Des travaux américains aux résultats similaires, dont la publication avait elle aussi été bloquée, avait déjà été rendue publique dans la revue britannique Nature le 2 mai. Après un nouvel examen, le Bureau national de la science pour la biosécurité (NSABB) avait autorisé leur parution le 30 mars.
Les deux équipes de recherche avaient également accepté de suspendre leurs travaux, un moratoire toujours en vigueur.
« Ces huit mois de controverse sur la question de savoir comment et s’il faut publier de tels travaux, ont eu l’avantage de rendre le public beaucoup plus conscient du risque réel présenté par le virus H5N1 de la grippe aviaire », estime Bruce Alberts, rédacteur en chef de Science.
Le virus H5N1, surtout présent chez les volailles et les oiseaux sauvages, est dangereux pour les êtres humains, avec un taux de mortalité de 60%, mais n’a fait que 350 morts depuis son apparition en 2003 car il se transmet difficilement chez l’homme.
Maintenant que ces deux études sont publiées, « les scientifiques dans le monde ont la possibilité à partir de ces données de faire avancer notre compréhension de ce virus, ce qui est indispensable pour développer de meilleures défenses » et éviter une pandémie, souligne Bruce Alberts.
Cinq mutations suffisantes
Ces travaux —financés par les Instituts américains de la santé— visaient à déterminer si H5N1 pouvait muter et se transmettre par voie aérienne entre humains.
L’étude menée par le Dr Ron Fouchier du centre médical Erasmus de Rotterdam (Pays-Bas) a abouti à la conclusion que dans une souche de H5N1 cinq mutations suffisaient pour permettre une transmission du virus entre des furets.
Ces mutations ont toutes été retrouvées séparément dans les virus H5N1 dans la nature. Contrairement à ce que les virologues pensaient, ils ont découvert que le virus H5N1 pouvait muter seul, sans se recombiner avec une autre variante du virus de la grippe dans un hôte animal.
L’équipe américaine menée par Yoshihiro Kawaoka de l’Université du Wisconsin était parvenue aux même résultats en travaillant sur un gène clé du H5N1, l’hémagglutinine, auquel ils avaient ajouté une mutation pour améliorer sa compatibilité avec le système respiratoire humain.

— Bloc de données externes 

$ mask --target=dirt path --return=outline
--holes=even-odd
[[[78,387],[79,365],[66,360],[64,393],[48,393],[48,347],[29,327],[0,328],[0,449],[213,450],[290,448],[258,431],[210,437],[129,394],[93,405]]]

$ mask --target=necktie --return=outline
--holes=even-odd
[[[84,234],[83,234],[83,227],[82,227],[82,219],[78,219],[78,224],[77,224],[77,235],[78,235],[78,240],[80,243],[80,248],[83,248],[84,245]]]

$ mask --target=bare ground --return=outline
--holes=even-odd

Ils avaient ensuite utilisé le virus H1N1 pour créer un virus hybride « H5/H1 ».
Ce virus mutant a été testé sur des furets, utilisés dans la recherche pour la similarité de leur système respiratoire avec celui de l’homme. Les animaux infectés ont transmis le virus par voie aérienne d’autres furets.
La publication des deux études révèle en outre « le besoin de répondre plus efficacement aux inquiétudes suscitées par des recherches pouvant aussi avoir des applications dangereuses », juge Bruce Alberts, qui appelle à l’élaboration d’un système « international et transparent ».
Ron Fouchier a quant à lui expliqué avoir ajouté à ses travaux un texte expliquant leurs objectifs et leurs bienfaits pour la santé publique, « sur les conseils du NSABB ».
Le Dr Anthony Fauci, directeur de l’Institut national américain des allergies et des maladies infectieuses, a souligné de son côté que « les bienfaits (de publier ces études) dépassent les risques » en stimulant l’intérêt de scientifiques dans de nombreuses disciplines.
Il a précisé que des discussions étaient en cours pour mettre fin au moratoire volontaire sur les recherches des deux équipes sur le virus H5N1 mutant.